Even though Battambang has a population of about 250,000, the closest commercial airport is a three-hour drive away in Siem Reap. The main transportation hubs are in Phnom Penh and Bangkok. Taxis, 16-seat vans and long-distance buses serve these destinations on a daily basis.
Battambang is also a good place for seniors. Pat explains, “Everyone calls me grandma or grandmother, even the monks. I feel very spoiled and pampered. People hug me, tuk-tuk drivers sometimes give me free rides. They treat me like gold.”
The Most Accessible Visa Available in Asia
By Steven King
Westerners looking to relocate to Southeast Asia are quickly noticing that Cambodia has one of the most accessible visa policies in the region and now attracts over 6 million international arrivals each year.
All you need to do to obtain a visa on arrival is hold a passport with six months’ validity and blank pages, fill in a short immigration form and provide one passport-sized photo. If you don’t have a photo, then you can just pay a fee of US $2 to waive this requirement.
If you plan on staying for less than 30 days, you only have to pay US $30 for a tourist visa (T) upon arrival at Phnom Penh and Siem Reap international airports.

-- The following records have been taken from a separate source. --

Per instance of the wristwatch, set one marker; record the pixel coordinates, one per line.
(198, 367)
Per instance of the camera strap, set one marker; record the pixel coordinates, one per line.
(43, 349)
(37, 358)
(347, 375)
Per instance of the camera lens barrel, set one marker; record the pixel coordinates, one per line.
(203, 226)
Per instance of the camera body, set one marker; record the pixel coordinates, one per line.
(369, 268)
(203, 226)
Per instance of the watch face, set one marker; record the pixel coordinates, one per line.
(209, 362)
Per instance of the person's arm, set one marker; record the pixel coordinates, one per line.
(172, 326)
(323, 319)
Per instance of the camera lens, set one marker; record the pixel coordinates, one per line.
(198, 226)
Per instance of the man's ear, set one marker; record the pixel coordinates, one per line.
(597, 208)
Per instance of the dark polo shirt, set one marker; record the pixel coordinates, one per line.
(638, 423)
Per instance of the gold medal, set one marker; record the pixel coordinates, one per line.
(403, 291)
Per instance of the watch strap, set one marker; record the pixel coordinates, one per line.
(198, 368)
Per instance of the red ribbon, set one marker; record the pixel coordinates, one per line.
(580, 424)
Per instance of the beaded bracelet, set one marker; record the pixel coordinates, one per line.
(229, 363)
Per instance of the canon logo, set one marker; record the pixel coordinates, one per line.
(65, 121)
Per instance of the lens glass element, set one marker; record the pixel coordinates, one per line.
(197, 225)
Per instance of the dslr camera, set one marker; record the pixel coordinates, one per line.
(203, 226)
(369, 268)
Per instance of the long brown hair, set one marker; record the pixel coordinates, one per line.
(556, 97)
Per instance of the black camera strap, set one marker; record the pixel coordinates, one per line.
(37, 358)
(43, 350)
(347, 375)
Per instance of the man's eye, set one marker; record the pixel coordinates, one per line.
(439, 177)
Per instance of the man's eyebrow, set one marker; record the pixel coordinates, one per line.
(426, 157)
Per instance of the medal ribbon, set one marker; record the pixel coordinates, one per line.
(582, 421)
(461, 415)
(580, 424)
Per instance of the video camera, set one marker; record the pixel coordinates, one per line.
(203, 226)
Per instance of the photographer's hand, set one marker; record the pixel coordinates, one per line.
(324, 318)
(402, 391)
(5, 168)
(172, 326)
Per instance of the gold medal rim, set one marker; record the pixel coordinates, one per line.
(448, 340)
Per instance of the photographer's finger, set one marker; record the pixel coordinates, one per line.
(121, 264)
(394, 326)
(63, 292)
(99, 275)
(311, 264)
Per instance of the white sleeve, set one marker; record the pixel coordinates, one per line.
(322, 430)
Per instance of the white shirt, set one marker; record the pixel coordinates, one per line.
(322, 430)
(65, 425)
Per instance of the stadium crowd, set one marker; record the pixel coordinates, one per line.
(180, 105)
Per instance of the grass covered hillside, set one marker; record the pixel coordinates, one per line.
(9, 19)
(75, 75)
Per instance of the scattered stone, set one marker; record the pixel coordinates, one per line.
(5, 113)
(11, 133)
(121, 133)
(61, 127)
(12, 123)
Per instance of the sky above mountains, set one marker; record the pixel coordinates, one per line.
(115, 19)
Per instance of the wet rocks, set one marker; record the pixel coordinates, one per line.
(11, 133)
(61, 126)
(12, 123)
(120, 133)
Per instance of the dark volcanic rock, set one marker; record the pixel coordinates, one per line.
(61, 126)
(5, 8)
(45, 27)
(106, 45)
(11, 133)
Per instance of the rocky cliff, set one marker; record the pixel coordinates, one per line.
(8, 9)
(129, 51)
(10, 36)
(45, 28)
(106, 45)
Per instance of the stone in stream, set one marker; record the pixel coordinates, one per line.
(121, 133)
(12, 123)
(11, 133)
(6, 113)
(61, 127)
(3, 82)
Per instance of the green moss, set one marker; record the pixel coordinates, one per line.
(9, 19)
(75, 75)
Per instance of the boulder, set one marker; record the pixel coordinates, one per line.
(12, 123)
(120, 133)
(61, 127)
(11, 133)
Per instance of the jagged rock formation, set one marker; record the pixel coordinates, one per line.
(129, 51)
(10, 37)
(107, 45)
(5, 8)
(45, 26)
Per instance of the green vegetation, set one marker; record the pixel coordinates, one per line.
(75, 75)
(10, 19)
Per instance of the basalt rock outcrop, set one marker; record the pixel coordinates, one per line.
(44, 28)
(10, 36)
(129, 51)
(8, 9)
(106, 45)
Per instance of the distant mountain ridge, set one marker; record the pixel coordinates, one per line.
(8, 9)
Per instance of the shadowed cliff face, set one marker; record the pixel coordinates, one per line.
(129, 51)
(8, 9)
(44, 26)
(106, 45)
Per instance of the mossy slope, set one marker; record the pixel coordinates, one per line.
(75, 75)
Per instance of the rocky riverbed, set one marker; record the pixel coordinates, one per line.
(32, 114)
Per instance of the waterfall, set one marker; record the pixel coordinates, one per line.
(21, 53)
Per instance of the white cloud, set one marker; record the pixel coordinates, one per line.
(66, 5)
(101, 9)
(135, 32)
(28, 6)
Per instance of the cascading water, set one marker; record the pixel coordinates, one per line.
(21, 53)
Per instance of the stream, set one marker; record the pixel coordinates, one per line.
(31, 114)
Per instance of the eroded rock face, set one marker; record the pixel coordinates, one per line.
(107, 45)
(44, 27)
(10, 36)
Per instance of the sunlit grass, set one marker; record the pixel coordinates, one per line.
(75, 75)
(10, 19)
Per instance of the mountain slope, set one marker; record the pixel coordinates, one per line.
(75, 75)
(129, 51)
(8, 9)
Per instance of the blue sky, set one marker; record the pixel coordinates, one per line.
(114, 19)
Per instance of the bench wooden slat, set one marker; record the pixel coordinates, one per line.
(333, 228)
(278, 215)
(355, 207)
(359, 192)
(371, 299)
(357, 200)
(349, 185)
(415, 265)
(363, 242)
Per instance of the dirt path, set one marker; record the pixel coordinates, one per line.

To avoid the hassle of queuing at Immigration, you can get an e-Visa issued in advance via the official website, which charges a small processing fee of US $7.
However, if you want to stay longer term in Cambodia then all you need to do is pay an extra US $5 for a 30 day “business” or “ordinary” visa (E) which can be extended for up to 12 months at a time and then renewed on an annual basis.
Make sure to visit one of the many hundreds of travel agencies around the country before your 30-day visa expires—they offer very fast processing of visa extensions for competitive fees.
For about US $30 a tourist visa can be extended for one month before you have to leave the country, while a business or ordinary visa can be extended from one month up to 12 months at a time at a cost of US $45 to US $285 for 12 months.
It is very important that you extend your visa on time as Immigration will charge US $5 for each day you overstay your visa for up to 30 days, then increasing before rising to US $6 per day after that.
If you do overstay your visa, try to resolve the situation as quickly as possible because after six months you can face detention and even deportation.
As long as you behave yourself and extend your visa on time, Cambodia is one of the best destinations in Asia for tourists and expats looking for straightforward and hassle-free immigration without the bureaucracy and headaches in some other countries.